Par un jugement n° 2301645 du 22 novembre 2024, le tribunal administratif de Rouen a condamné la commune de Doudeville à verser à Mme A... la somme correspondant à la rémunération qu’elle aurait dû percevoir au titre de quarante-cinq heures de travail effectuées en 2019 dans ses fonctions de professeur à l’école municipale de musique et rejeté le surplus de sa demande.
Procédure devant la cour :
Par une requête enregistrée le 27 janvier 2025, Mme B... A..., représentée par Me Chéneau, demande à la cour :
1°) d’annuler ce jugement en tant qu’il a rejeté ses conclusions tendant à l’indemnisation du préjudice résultant d’une part, de l’illégalité fautive de l’arrêté la licenciant de ses fonctions de professeure de l’école de musique municipale à compter du 30 juin 2020, d’autre part, du retard de la commune à lui adresser l’attestation lui permettant de bénéficier du versement de l’allocation de retour à l’emploi ;
2°) de condamner la commune de Doudeville à lui verser la somme de 30 000 euros, à parfaire, assortie de tous intérêts et droits ;
3°) de mettre à la charge de la commune de Doudeville la somme de 2 000 euros en application des dispositions de l’article L. 761-1 du code de justice administrative.
Elle soutient que :
- en l’absence de justification de la baisse des effectifs de l’école de musique, son licenciement n’était pas légalement justifié ;
- faute pour la commune de lui délivrer rapidement une attestation de travail, elle n’a pas été en mesure de s’inscrire à Pôle Emploi et n’a pu percevoir l’allocation de retour à l’emploi, durant une année après son licenciement ;
- elle justifie d’un préjudice financier, de troubles dans ses conditions d’existence et d’un préjudice moral en raison de l’illégalité de son licenciement et de l’absence de revenus qui s’en est suivi.

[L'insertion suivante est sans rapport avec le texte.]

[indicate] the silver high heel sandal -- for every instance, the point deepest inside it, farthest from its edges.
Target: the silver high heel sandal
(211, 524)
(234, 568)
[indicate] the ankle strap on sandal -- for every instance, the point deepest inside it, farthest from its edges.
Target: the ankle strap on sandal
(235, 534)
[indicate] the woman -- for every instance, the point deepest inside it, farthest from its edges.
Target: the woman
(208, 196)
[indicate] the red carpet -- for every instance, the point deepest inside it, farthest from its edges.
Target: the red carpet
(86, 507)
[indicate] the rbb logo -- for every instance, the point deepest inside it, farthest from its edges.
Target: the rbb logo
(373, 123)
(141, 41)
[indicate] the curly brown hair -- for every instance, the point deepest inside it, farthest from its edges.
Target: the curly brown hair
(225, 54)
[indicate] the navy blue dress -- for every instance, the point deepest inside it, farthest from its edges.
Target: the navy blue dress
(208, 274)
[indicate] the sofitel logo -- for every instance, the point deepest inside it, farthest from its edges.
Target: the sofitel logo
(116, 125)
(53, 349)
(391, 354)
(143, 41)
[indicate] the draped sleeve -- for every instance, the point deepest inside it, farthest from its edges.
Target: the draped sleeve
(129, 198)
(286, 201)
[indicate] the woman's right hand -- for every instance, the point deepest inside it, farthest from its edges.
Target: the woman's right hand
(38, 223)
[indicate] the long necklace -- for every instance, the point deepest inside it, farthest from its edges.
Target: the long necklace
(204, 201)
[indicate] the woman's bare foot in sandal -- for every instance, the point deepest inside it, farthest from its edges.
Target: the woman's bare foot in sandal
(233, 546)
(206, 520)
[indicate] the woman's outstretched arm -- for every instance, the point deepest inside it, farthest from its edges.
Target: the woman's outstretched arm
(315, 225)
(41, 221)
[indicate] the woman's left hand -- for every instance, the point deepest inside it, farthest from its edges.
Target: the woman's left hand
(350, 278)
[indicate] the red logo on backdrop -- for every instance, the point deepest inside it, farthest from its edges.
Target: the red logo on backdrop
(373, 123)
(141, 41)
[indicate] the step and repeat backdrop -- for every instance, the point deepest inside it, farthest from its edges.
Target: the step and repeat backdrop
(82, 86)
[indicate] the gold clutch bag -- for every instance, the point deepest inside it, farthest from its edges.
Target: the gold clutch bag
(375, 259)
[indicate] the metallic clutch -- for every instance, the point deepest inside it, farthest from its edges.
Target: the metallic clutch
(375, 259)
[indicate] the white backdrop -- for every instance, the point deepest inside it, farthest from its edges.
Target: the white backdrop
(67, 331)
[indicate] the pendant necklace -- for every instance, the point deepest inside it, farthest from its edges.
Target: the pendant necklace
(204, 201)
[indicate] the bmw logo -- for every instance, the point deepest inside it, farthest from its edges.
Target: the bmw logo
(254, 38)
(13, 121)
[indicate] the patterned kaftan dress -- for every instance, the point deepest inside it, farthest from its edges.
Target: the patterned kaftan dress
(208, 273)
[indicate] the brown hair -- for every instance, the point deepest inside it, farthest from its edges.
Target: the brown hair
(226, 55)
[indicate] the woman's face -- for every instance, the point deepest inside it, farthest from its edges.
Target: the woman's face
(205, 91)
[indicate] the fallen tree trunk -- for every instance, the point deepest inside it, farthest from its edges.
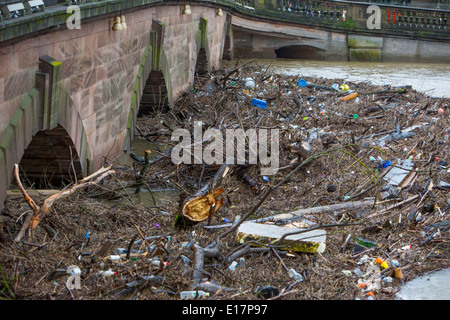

Par un mémoire en défense enregistré le 15 avril 2025, la commune de Doudeville, représentée par Me Enard-Bazire, conclut au rejet de l’ensemble des conclusions de Mme A... et à ce qu’une somme de 2 000 soit mise à sa charge au titre de l’article L. 761-1 du code de justice administrative.
Elle fait valoir, d’une part, à titre principal, que la requête est irrecevable en tant qu’elle est tardive et, à titre subsidiaire, que les moyens soulevés par Mme A... ne sont pas fondés.
Vu les autres pièces du dossier.
Vu :
- le code du travail ;
- la loi n° 84-53 du 26 janvier 1984 ;
- le décret n° 88-145 du 15 février 1988 ;
- le code de justice administrative.
Les parties ont été régulièrement averties du jour de l’audience.
Ont été entendus au cours de l’audience publique :
- le rapport de M. Quint, rapporteur,
- et les conclusions de M. Malfoy, rapporteur public.
Considérant ce qui suit :
Mme B... A... qui, depuis 1993 travaillait pour la commune de Doudeville dans le cadre de contrats à durée déterminée, a été recrutée à compter du 13 mars 2012 par un contrat à durée indéterminée afin d’exercer les fonctions de professeure de flûte traversière au sein de l’école municipale de musique. Après un avis favorable de la commission consultative paritaire réunie le 2 octobre 2019, un arrêté du 1er juillet 2020 a prononcé son licenciement de l’école municipale de musique à compter du 30 juin 2020. Mme A... relève appel du jugement du tribunal administratif de Rouen du 22 novembre 2024 en tant qu’il a rejeté ses conclusions tendant à l’indemnisation des préjudices résultant de l’illégalité fautive de ce licenciement et du retard de la commune à lui adresser l’attestation lui permettant de bénéficier du versement de l’allocation de retour à l’emploi.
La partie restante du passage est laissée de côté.